- Country: USA
- Language: English
- Genre: Science fiction

Publication
- Published in: Worlds Beyond
- Publication type: Periodical
- Publisher: Hillman Periodicals
- Media type: Print (Magazine)
- Publication date: December 1950

= The Mindworm =

"The Mindworm" is a science fiction short story written by American writer Cyril M. Kornbluth, first published in 1950. It combines the themes of mutant power, telepathy and ancient superstition.

==Plot summary==

The protagonist, the Mindworm of the title, is an orphan, the result of a liaison between a U.S. Navy lieutenant and a nurse aboard ship during viewing of early atomic tests. He is a mutant, as a result of the atomic fallout after the testing, and he can "hear" the thoughts of others around him.

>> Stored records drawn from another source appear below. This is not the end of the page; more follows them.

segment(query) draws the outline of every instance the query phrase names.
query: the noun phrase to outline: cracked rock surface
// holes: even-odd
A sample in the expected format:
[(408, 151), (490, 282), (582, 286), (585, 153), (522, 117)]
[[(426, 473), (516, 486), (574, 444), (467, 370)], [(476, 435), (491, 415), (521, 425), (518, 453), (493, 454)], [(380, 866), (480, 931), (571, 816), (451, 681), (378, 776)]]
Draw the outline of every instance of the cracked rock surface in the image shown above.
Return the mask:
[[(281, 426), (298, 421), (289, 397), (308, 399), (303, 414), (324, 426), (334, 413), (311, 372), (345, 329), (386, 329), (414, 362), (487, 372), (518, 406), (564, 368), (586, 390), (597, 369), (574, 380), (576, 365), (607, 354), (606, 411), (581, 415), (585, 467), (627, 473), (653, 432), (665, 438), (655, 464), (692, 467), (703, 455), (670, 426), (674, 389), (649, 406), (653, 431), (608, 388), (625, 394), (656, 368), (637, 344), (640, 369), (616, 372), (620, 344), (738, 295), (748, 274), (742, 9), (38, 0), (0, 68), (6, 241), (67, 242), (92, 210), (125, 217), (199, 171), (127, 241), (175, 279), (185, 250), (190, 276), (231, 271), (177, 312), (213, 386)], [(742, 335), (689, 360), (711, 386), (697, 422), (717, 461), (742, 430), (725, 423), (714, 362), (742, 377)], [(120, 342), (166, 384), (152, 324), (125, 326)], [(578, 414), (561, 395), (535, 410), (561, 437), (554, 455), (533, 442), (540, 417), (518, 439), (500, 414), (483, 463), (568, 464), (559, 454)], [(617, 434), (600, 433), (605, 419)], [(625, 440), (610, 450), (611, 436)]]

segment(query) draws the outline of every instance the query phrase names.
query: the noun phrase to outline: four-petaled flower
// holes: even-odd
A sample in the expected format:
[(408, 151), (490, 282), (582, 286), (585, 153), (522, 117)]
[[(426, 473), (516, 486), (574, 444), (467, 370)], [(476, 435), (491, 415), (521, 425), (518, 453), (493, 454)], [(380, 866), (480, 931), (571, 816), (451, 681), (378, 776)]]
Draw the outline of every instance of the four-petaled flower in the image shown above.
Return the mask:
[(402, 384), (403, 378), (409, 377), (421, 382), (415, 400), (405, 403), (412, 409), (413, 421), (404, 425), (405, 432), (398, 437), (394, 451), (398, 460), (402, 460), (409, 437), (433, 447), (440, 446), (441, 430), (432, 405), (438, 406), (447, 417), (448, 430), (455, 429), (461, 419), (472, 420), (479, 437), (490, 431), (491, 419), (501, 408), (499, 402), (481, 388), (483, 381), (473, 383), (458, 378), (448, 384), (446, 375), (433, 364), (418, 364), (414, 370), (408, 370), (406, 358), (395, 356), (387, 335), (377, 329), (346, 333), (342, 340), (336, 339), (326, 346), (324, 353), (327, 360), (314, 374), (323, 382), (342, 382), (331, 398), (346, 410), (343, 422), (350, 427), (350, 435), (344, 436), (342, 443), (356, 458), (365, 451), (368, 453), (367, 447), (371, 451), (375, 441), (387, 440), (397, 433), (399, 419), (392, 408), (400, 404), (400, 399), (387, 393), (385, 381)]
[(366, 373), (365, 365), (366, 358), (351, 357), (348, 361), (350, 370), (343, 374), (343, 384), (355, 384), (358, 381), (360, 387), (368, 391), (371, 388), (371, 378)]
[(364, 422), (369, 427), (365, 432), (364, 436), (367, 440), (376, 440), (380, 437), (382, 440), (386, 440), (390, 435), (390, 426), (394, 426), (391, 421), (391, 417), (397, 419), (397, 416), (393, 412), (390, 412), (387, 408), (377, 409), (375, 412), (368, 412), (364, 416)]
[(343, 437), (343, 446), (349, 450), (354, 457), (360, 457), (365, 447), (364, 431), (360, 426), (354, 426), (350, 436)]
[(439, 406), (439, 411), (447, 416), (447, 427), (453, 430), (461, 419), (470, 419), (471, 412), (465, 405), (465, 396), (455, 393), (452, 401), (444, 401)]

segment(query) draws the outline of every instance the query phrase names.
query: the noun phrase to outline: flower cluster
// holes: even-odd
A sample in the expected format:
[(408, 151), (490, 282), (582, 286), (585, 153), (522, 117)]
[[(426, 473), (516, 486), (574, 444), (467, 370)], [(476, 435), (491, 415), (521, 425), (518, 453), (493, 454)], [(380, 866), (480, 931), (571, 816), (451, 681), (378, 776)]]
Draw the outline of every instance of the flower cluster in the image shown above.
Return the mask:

Cast out into the world as a young adult, he is about to be gang raped by hoboes when he discovers an ability to feed off strong emotions, killing one of his assailants in the process. He uses this to eliminate the rest of his attackers. He moves from town to town, eavesdropping on the thoughts of people around him, and using his abilities to induce the intense emotion he craves, and to gain material wealth. The thoughts he hears often represent a brutal side of America, as he hears the large and small cruelties people inflict on each other, ranging from family quarrels to beatings carried out in dark alleyways.

He can hear thoughts in other languages, though he cannot understand them. As he moves into communities where new Eastern European immigrants have congregated, he starts hearing the term "wompyear". Just as he realizes that this is their pronunciation of the word "vampire" and they have recognized him, his neighbors burst in and kill him.